Problem setting: We define a cylinder with a hole \begin{equation} A_{\delta} = \{(x',x_N) \in \mathbb{R}^{N-1} \times \mathbb{R} \mid \delta \leq |x'| \leq 1 \} \end{equation} for some $\delta \in (0,1)$ and we set $N_{i} = \{(x',x_N) \in \mathbb{R}^{N-1} \times \mathbb{R} \mid |x'|=1, x_N= i\}$ for $i \in \{\pm 1\}$. Then we consider an orientable compact $(N-1)$-dimensional (smooth) manifold $M \subset \mathbb{R}^N$ with $\partial M = N_{+1} \cup N_{-1}$.

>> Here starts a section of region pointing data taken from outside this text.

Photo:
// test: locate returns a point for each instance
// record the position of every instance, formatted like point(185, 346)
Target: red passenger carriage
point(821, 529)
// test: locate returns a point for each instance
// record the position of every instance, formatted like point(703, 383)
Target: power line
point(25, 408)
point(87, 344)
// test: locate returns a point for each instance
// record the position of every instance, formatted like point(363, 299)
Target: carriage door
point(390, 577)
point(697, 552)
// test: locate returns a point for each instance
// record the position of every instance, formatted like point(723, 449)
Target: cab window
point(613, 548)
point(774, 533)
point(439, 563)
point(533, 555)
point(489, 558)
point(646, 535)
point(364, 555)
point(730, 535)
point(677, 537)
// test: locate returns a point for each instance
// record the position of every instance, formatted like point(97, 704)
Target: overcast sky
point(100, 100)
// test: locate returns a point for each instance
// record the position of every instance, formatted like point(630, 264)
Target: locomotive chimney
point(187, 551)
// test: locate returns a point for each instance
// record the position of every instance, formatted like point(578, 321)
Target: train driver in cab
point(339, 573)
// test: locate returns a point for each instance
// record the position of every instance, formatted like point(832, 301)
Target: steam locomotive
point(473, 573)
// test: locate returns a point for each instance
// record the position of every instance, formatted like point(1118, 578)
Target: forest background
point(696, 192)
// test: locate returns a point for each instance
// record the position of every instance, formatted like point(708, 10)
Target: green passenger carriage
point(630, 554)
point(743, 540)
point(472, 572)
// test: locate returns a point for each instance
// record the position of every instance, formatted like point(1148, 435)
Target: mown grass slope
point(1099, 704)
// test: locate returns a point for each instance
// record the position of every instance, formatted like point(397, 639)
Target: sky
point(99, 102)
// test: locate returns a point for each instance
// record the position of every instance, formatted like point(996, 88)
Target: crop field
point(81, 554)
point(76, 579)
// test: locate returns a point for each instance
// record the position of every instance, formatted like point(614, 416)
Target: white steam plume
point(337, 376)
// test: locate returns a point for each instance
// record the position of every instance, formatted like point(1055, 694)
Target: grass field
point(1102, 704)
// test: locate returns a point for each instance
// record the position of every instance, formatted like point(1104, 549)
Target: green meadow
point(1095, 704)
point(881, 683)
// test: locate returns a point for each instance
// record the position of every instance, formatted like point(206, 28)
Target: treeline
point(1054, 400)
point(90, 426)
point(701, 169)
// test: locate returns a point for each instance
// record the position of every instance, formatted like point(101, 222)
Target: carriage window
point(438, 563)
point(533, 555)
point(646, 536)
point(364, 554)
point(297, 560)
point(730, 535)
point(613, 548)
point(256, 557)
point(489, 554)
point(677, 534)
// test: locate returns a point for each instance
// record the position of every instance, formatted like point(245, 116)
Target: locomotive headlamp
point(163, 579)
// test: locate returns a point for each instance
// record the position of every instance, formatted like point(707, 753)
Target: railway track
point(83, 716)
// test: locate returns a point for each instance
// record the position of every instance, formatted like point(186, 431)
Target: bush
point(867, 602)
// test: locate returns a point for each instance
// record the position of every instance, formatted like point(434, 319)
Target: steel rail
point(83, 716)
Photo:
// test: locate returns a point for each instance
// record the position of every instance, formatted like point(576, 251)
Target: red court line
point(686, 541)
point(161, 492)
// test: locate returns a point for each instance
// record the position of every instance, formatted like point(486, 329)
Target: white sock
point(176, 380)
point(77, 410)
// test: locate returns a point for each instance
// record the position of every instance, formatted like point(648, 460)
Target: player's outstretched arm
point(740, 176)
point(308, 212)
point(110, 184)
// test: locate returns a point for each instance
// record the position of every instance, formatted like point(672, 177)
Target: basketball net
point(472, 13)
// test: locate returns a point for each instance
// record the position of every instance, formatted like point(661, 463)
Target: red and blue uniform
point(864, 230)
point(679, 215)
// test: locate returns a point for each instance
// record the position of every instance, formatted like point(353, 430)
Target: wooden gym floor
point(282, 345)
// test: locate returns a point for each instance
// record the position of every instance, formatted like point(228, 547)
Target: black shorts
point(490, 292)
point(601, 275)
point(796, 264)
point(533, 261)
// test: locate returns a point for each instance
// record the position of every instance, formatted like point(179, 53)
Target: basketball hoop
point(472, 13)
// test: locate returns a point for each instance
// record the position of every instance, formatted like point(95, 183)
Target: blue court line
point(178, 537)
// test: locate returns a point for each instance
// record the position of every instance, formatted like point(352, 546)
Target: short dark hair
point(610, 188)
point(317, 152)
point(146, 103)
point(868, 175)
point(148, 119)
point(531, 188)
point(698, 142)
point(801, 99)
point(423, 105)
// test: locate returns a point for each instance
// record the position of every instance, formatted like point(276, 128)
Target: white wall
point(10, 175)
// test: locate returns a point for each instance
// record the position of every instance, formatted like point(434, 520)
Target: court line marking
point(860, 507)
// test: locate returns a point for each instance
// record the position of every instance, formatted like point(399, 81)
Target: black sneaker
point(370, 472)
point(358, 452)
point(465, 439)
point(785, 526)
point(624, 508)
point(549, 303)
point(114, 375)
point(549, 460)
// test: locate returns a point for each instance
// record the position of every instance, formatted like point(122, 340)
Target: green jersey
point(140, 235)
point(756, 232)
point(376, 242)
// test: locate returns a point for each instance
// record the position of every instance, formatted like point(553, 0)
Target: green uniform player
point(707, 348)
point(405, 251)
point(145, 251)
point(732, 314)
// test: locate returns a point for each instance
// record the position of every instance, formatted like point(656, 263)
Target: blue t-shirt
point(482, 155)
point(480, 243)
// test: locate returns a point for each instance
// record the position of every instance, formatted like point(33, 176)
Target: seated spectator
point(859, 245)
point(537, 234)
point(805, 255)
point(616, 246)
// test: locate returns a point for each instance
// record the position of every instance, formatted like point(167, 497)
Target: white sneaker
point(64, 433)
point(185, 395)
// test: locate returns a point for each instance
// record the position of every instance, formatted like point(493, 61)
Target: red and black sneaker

Question: Is it true that, if $M \subset A_{\delta}$, then $N_{+1}$ and $N_{-1}$ are in the same connected component of $M$? (If it's true, how can we prove it?)
Thank you for your time!
If $N_{+1}$ and $N_{-1}$ are not in the same connected component, then the connected component of $N_{+1}$ is a compact manifold $M_0\subset A_\delta$ with boundary $N_{+1}$, so it suffices to show that no such manifold exists. Consider the fundamental class $[N_{+1}]\in H_{N-1}(N_{+1})$. Note that the image of $[N_{+1}]$ in $H_{N-1}(A_\delta)$ is nontrivial, since $A_\delta$ deformation-retracts to $N_{+1}$. Thus the image of $[N_{+1}]$ in $H_{N-1}(M_0)$ must be nontrivial as well. But this is false, since $[N_{+1}]$ is the boundary of $M_0$. (Explicitly, for instance, if you pick a triangulation of $M_0$, then the sum of all the $(N-1)$-simplices with appropriate orientations will be an $(N-1)$-chain whose boundary is a representative for $[N_{+1}]$. Or you can work with mod 2 coefficients and not have to worry about orientations, and do not need to assume that $M$ is orientable.)